En novembre 1904, quinze ski-clubs sont représentés, ceux-ci rassemblant alors 731 membres. Les clubs sont majoritairement situés dans des communes de montagne ou proches de la montagne et liés à des enjeux touristiques. Pourtant, les “grandes” villes du pays, comme Berne, Zurich, St. Gall ou Genève et La Chaux-de-Fonds ont aussi un club représenté, alors qu’une dizaine d’autres clubs, dont Bâle ou encore Lucerne, ont manifesté leur intérêt, mais n’ont pas pu (ou pas voulu) envoyer un délégué pour la première séance du 20 novembre 1904.

Les premiers statuts de 1904 (voir l’illustration ci-après) placent les compétitions parmi le but premier de l’ASCS, ce qui constitue un élément déterminant de ce moment pour le sport en Suisse – pour rappel en 1895, à sa fondation, l’Association Suisse de Football ne place pas l’organisation de compétitions dans ses buts.

Premiers statuts de l’Association Suisse des Clubs de Ski, 1904

Du reste, quelques semaines après la fondation de l’ASCS, les 21 et 22 janvier 1905, sur les pentes surplombant Glaris, ont lieu les premiers championnats suisses de ski.
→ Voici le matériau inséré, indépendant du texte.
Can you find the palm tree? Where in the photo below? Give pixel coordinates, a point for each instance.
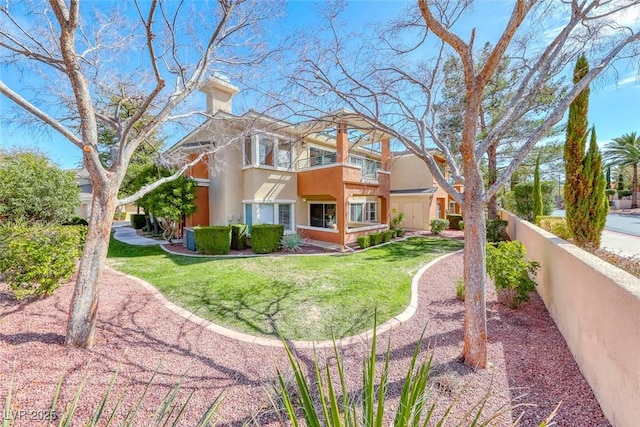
(623, 151)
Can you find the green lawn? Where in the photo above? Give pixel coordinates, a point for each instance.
(300, 297)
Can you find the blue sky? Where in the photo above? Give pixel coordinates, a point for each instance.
(614, 108)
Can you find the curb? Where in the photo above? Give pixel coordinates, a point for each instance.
(393, 323)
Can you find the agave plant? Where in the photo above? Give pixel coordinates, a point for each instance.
(168, 412)
(326, 401)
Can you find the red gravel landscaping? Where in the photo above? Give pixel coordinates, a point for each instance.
(135, 331)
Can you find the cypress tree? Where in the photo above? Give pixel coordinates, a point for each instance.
(538, 206)
(575, 188)
(591, 211)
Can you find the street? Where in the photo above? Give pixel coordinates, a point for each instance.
(621, 235)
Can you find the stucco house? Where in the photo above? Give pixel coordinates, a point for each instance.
(415, 193)
(330, 178)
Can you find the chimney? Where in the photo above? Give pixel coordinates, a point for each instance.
(219, 93)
Si les courses de fond, notamment sur 20 kilomètres, établissent des temps de référence, ce sont surtout les épreuves de saut qui marquent les esprits et constituent les “temps forts” de ces championnats. En effet, plus de 6’000 spectateurs se seraient rassemblés autour du tremplin le dimanche après-midi, pour voir les Norvégiens Leif Berg et Thorleif Björnstad remporter la compétition, avec des sauts à 27 mètres, soit 10 mètres de plus que les concurrents locaux!

Skirennen Glarus, janvier 1903 © ETH-Bibliothek Zürich, Bildarchiv / Fotograf: Heim, Arnold / Hs_0494b-0007-003-AL

En 1914, les 731 membres de 1904 sont devenus 5’192 membres (répartis dans 79 clubs), le ski commence à se diffuser en Suisse, même s’il est avant tout pratiqué par des élites issues des zones urbaines du pays et de l’Europe. En effet, il n’est pas rare de retrouver des “étrangers” parmi les membres des skis-clubs, notamment dans les stations de montagne, ainsi, dans les premières années du 20ème siècle, l’Alpina Ski Club de St. Moritz compte certaines années plusieurs dizaines de membres allemands, britanniques, italiens ou encore venus des États-Unis d’Amérique.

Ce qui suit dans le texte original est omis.